Zenzele: A Letter For My Daughter by J. Nozipo Maraire

Zenzele: A Letter For My Daughter by J. Nozipo Maraire

Author:J. Nozipo Maraire [Maraire, J. Nozipo]
Language: eng
Format: epub
Publisher: UNKNOWN
Published: 2021-07-23T05:00:00+00:00


Eight

To love is a beautiful, mysterious event; do not miss it. Be neither too cautious nor too absorbed. Too many of us reason with our hearts and experience with our heads. It cannot be so. The heart knows no logic beyond need and desire; the head has no senses except the common and the pragmatic. Neither, frankly, is particularly useful in love, anyway. Rely on your sixth sense, that little voice within. There is no preparation or protection from the joy and pain of relationships. They are inseparable twins. One follows another. And make no mistake: Love is not gay abandon; it is to be courageous, to take risks, and to be disciplined.
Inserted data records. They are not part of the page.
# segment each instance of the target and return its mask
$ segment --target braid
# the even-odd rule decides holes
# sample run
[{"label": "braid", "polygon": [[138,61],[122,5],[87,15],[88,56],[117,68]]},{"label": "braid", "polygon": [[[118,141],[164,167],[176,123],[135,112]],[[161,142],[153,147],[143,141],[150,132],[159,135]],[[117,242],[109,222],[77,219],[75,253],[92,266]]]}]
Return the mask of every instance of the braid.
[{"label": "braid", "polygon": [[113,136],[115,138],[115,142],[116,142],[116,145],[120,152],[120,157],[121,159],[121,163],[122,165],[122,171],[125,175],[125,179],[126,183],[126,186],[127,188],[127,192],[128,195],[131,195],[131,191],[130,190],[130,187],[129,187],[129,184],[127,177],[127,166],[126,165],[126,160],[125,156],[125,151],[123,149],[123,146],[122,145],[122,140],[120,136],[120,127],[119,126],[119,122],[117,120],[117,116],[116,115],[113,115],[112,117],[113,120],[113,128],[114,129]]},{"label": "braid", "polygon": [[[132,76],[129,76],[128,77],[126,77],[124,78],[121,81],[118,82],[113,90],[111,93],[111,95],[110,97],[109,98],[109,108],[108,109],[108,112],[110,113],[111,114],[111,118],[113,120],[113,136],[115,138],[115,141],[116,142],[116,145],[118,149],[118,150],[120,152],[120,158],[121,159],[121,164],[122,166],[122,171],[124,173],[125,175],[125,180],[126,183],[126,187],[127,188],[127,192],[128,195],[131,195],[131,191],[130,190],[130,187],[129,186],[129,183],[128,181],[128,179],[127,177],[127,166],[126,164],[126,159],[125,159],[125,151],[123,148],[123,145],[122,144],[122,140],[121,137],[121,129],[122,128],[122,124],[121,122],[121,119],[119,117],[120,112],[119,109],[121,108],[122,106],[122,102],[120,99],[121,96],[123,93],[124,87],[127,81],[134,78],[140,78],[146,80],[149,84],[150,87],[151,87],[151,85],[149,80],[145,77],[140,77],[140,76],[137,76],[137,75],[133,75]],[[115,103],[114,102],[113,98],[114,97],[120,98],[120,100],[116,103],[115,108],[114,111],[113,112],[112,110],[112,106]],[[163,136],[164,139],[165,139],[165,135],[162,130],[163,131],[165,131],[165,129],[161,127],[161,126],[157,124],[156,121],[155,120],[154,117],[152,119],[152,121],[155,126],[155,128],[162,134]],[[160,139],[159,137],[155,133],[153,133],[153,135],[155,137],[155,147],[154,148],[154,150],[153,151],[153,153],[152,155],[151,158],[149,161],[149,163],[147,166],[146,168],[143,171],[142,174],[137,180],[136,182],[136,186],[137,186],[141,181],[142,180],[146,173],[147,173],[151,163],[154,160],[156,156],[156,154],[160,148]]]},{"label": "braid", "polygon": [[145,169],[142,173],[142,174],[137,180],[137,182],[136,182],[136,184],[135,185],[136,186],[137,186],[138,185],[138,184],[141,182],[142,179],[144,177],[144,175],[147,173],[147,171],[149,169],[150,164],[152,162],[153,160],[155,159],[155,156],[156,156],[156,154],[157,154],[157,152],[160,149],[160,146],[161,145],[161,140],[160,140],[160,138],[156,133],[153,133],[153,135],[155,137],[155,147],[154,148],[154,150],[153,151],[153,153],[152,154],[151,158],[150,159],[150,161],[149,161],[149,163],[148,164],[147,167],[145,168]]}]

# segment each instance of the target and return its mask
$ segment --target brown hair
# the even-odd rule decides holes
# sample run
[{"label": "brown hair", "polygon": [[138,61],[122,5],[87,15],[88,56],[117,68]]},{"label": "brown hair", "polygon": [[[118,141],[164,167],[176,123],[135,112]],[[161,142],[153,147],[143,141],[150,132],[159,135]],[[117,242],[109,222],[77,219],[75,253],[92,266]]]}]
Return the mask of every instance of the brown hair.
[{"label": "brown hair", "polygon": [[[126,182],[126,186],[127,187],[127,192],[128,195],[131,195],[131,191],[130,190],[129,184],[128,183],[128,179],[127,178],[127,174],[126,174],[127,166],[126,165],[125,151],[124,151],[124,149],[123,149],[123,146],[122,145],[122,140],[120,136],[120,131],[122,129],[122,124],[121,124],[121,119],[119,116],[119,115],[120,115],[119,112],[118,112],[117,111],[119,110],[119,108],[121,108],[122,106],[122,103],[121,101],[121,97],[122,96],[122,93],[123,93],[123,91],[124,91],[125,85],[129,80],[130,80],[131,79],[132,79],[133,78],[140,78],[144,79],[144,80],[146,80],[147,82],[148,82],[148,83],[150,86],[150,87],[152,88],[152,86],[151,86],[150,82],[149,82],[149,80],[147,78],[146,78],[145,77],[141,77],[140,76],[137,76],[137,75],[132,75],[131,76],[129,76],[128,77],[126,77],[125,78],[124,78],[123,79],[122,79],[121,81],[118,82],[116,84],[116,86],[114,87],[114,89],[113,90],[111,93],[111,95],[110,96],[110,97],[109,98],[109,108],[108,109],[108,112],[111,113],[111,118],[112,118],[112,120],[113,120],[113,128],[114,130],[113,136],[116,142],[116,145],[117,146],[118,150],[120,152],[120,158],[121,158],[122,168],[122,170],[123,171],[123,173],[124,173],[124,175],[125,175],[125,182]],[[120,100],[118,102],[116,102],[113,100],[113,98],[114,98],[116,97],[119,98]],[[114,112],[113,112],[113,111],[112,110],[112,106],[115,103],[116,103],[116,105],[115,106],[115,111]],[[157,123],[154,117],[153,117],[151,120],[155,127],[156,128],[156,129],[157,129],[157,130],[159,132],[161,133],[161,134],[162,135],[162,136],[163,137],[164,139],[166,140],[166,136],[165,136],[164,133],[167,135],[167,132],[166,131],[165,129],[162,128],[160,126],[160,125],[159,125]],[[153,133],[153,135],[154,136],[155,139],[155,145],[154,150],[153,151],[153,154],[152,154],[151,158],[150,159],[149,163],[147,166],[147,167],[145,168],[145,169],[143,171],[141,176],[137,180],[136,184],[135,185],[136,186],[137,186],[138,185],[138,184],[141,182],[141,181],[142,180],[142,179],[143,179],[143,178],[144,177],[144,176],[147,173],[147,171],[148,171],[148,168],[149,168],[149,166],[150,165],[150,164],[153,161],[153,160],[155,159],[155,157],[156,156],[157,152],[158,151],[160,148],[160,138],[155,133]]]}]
My father once took me aside as a young girl. I had returned from the fields alone. Mother had gone to take Mbuya Lizzie (her mother) some fresh beans from our garden. That morning, I had skipped school for the first time in my life. I had fallen in love, or so I thought, with a young fellow who had persuaded me to go climb the kopjes near Thirty Miles Point instead of learning about Livingstone and Rhodes. I have no idea to this day if my father knew of my deviant behavior or not. He was a man who saw much and said little. Like my mother, he believed that one’s deeds were more powerful than idle words. As I mounted the steps, I saw him sitting on the porch in his rickety old chair. The center sagged and one of the arms was broken, but still he would drag it out of the living room every day after work so he could sit on the veranda and smoke a cigarette as he watched the sun set. There was a splendid view of the river and the valley sheltered by a ring of mountains. I was absolutely terrified that he had found out. But it was too late to run now, so I mounted the remaining steps with dread.

“Good evening, Baba,” I said.

“My daughter, sit here a moment.” Whenever he spoke in that tone, that low, calm voice, he sounded like a cross between a priest giving a blessing and a judge meting out a sentence. He became omniscient and fearsome. I knelt down onto the cool floor of the veranda, beside the unsteady chair. In those days, you never sat in a chair in the presence of your elders, particularly not when you were in trouble. I bent my head low and awaited my sentence. I focused on the scurrying black ants climbing from the floor up the low side wall, their bodies gleaming ocher and crimson in the glow of the setting sun. I could hear the cling, cling of the cattle bells echoing in the dusk as Mukoma Eddie led his herd along the adjacent path.

“There is a story that I would like to tell you. Are you listening, my child?”

“Yes, Baba,” I whispered, not daring to look up. My head was already feeling heavy from shame.